The Sun’s story of the moon in 1835 is perhaps one of the most famous examples of fake news in history. In the first part of its 18,000-word serialized moon story, the Sun merely hinted at the earth-shaking findings it would expose over the next 5 issues on its front page. The series began with the claim that one of the world's greatest astronomers named Sir John Herschel, had discovered planets in other solar systems, has acquired a distinct view of objects in the moon, fully similar to that in which the unarmed eye commands of common objects on our planet at the distance of one hundred yards, has finally settled the question of whether this satellite be inhabited and by other smart beings (Thornton, 2000).

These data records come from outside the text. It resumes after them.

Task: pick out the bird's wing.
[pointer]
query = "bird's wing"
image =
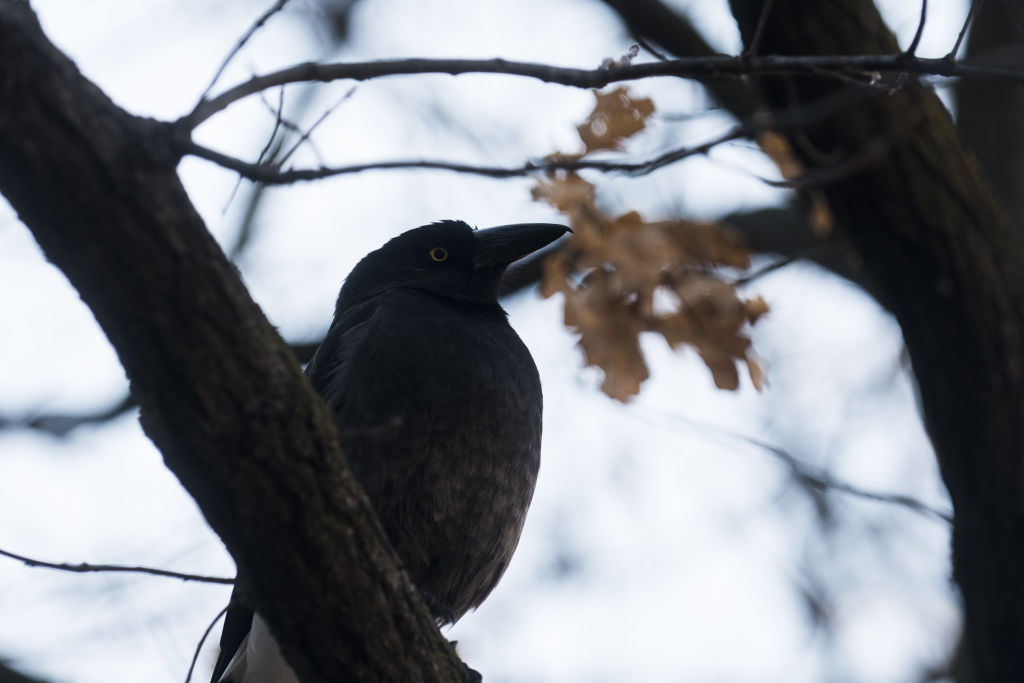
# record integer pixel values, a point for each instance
(347, 332)
(328, 361)
(238, 622)
(257, 659)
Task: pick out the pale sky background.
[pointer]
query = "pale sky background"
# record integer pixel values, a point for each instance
(663, 545)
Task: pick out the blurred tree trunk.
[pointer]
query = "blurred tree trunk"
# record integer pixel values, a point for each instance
(990, 116)
(220, 393)
(934, 238)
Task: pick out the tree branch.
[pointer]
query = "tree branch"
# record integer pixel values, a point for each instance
(695, 68)
(220, 392)
(934, 238)
(83, 567)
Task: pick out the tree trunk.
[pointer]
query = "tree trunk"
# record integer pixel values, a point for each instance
(220, 393)
(935, 240)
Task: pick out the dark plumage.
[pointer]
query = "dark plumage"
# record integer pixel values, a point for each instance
(437, 403)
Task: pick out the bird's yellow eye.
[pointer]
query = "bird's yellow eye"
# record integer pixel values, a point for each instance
(438, 254)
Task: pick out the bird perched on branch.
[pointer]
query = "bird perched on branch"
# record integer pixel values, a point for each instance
(437, 404)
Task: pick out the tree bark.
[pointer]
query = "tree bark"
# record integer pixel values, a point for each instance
(989, 115)
(220, 393)
(944, 252)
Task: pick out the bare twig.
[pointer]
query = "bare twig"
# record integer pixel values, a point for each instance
(61, 425)
(309, 131)
(975, 8)
(271, 175)
(771, 267)
(921, 30)
(202, 641)
(705, 68)
(83, 567)
(807, 474)
(257, 25)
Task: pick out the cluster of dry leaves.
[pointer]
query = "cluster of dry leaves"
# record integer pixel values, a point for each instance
(623, 274)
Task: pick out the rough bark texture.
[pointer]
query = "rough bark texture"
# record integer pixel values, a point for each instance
(935, 240)
(220, 393)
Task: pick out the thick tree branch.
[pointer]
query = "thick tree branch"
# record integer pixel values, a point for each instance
(934, 239)
(220, 393)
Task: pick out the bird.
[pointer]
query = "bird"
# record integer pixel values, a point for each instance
(437, 406)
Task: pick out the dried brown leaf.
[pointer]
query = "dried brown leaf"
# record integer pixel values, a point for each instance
(615, 117)
(608, 335)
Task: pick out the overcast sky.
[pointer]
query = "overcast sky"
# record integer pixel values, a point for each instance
(665, 543)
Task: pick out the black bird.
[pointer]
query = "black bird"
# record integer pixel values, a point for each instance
(437, 404)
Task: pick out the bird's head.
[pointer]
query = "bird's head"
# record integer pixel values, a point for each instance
(448, 258)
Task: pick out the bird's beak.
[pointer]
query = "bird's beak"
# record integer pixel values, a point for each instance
(501, 246)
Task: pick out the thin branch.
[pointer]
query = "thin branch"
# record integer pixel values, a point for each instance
(83, 567)
(304, 135)
(61, 425)
(270, 175)
(202, 641)
(257, 25)
(705, 68)
(760, 272)
(807, 474)
(921, 30)
(975, 8)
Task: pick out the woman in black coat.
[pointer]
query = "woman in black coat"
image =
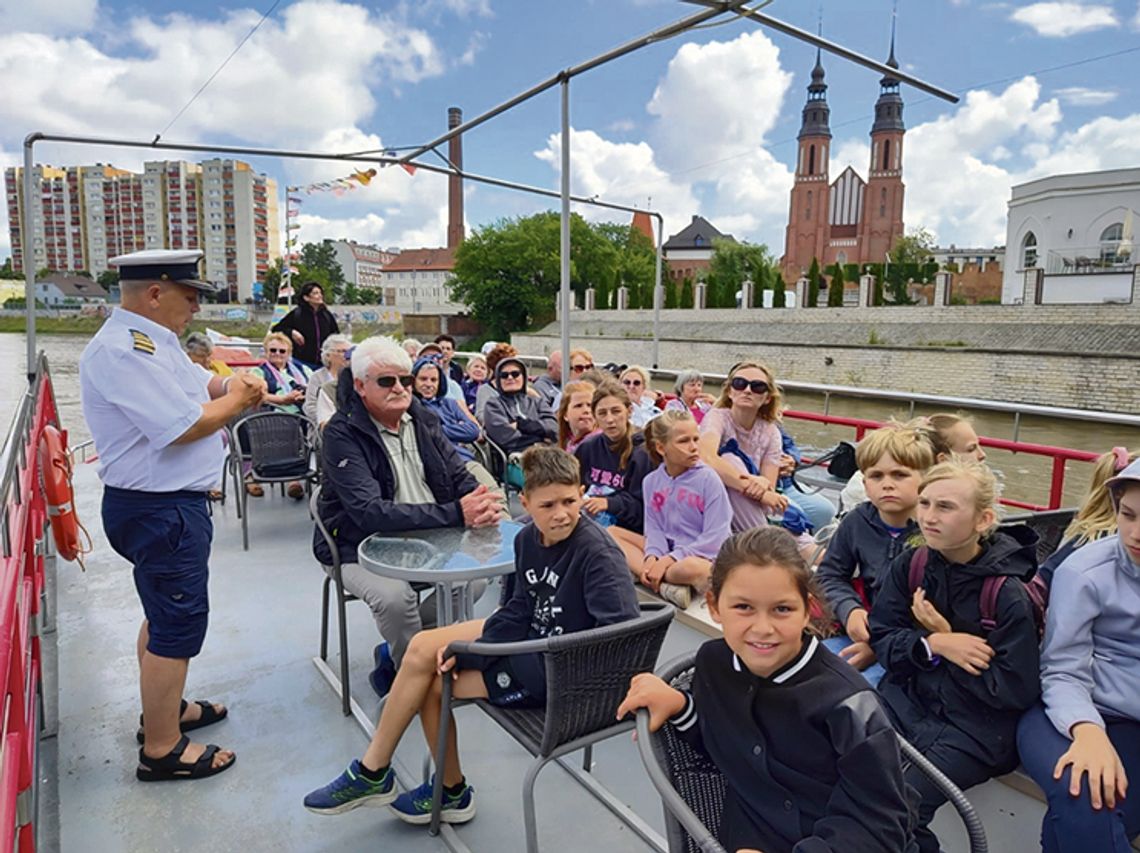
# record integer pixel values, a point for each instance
(309, 325)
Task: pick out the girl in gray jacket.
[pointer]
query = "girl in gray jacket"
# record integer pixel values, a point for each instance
(1082, 745)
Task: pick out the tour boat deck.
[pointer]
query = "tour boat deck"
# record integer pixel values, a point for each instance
(286, 725)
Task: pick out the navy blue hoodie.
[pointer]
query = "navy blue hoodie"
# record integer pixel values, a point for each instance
(861, 547)
(603, 477)
(579, 583)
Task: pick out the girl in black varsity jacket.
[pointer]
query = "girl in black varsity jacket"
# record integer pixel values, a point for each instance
(809, 758)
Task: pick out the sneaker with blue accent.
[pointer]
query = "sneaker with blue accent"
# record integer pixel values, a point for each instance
(414, 806)
(352, 789)
(382, 676)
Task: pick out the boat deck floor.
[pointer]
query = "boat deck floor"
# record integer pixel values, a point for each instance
(286, 726)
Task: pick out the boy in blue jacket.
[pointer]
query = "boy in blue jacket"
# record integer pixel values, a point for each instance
(871, 536)
(569, 576)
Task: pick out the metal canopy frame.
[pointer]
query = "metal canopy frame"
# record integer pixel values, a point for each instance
(715, 8)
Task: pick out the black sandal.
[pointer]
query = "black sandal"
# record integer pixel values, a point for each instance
(170, 766)
(209, 717)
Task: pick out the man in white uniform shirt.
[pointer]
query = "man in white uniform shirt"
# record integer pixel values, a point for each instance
(155, 419)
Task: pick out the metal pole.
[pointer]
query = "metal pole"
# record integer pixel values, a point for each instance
(564, 287)
(717, 7)
(658, 292)
(27, 243)
(838, 50)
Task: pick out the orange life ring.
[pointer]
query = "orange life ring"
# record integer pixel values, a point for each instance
(55, 470)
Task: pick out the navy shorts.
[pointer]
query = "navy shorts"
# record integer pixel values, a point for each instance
(518, 681)
(165, 536)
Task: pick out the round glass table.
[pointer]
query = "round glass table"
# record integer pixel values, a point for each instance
(447, 558)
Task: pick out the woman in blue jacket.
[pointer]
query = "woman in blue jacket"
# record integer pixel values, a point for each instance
(1082, 744)
(459, 429)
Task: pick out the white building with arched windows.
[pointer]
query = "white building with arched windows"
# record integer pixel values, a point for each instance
(1080, 230)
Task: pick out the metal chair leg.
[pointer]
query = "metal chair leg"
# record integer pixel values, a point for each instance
(445, 723)
(345, 706)
(324, 618)
(529, 820)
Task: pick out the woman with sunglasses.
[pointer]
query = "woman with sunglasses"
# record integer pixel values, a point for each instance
(740, 441)
(642, 398)
(514, 420)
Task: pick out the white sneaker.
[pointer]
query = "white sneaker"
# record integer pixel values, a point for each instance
(681, 595)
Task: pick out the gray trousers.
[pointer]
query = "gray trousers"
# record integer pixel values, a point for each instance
(395, 606)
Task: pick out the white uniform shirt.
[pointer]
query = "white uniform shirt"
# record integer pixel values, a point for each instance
(140, 392)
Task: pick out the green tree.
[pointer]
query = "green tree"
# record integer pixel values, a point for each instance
(836, 289)
(911, 260)
(687, 298)
(731, 266)
(814, 281)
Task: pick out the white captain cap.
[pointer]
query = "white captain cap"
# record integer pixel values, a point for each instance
(178, 266)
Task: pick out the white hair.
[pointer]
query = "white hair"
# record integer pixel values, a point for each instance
(332, 342)
(379, 351)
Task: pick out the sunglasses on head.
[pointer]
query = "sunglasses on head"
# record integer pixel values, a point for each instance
(756, 386)
(390, 381)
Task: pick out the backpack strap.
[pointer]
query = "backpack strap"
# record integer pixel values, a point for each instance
(987, 603)
(919, 559)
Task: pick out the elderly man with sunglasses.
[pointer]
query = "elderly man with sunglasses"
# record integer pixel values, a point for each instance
(389, 466)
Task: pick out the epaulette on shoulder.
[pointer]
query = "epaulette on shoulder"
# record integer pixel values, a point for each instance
(141, 341)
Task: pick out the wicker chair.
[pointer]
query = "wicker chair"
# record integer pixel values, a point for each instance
(692, 788)
(1049, 526)
(587, 675)
(278, 447)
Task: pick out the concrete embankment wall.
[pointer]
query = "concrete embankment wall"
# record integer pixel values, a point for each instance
(1072, 356)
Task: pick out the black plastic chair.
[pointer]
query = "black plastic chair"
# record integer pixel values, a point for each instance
(333, 578)
(692, 788)
(587, 675)
(278, 447)
(1049, 526)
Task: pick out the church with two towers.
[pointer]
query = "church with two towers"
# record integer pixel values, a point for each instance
(846, 220)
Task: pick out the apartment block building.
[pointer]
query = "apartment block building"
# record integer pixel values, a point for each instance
(83, 216)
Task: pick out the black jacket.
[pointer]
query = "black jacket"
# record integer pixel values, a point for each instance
(314, 326)
(358, 486)
(935, 699)
(809, 757)
(603, 477)
(861, 547)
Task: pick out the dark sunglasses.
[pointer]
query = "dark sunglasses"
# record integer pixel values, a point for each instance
(390, 381)
(757, 386)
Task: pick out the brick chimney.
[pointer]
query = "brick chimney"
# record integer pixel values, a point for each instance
(454, 183)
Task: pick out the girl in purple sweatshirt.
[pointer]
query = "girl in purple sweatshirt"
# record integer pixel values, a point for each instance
(687, 514)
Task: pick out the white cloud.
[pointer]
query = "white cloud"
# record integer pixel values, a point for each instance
(1063, 18)
(1083, 96)
(47, 16)
(619, 172)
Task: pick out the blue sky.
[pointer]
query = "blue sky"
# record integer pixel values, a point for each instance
(702, 123)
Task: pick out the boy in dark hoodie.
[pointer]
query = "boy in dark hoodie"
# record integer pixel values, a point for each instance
(569, 576)
(870, 536)
(954, 687)
(514, 420)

The Sun claimed Herschel's discoveries had been published in the Supplement to the Edinburgh Journal of Science and were received from a doctor from Scotland. They didn’t tell the newspaper readers that this journal had ceased publication 2 years ago. On the second issue, the Sun claimed to have discovered even more exciting details that Herschel had found lunar vegetation and other wonderful creatures, and a blue unicorn. This story had been concluded with a promise to publish the next day a depiction of a creature who was like a man-bat because it resembled to humans, but had wings that was very similar to that of a bat (Ibid). The Sun claimed that Herschel used a massive 14,826-lb, telescope equipped with a 24-ft lens. They said Herschel found in moon many geographical places like mountains, lakes, and volcanos (Ibid). On Friday, August 28, 1835, the Sun went on to describe the bat-like people. The readers were told that the moon-dwelling bat-people were 4 ft tall, naked, with copper-colored curly hair and "wings that were made of a thin membrane. Like many sensational yams, the Sun series had a sex angle to accompany the exotic locale and exciting new creatures (Ibid).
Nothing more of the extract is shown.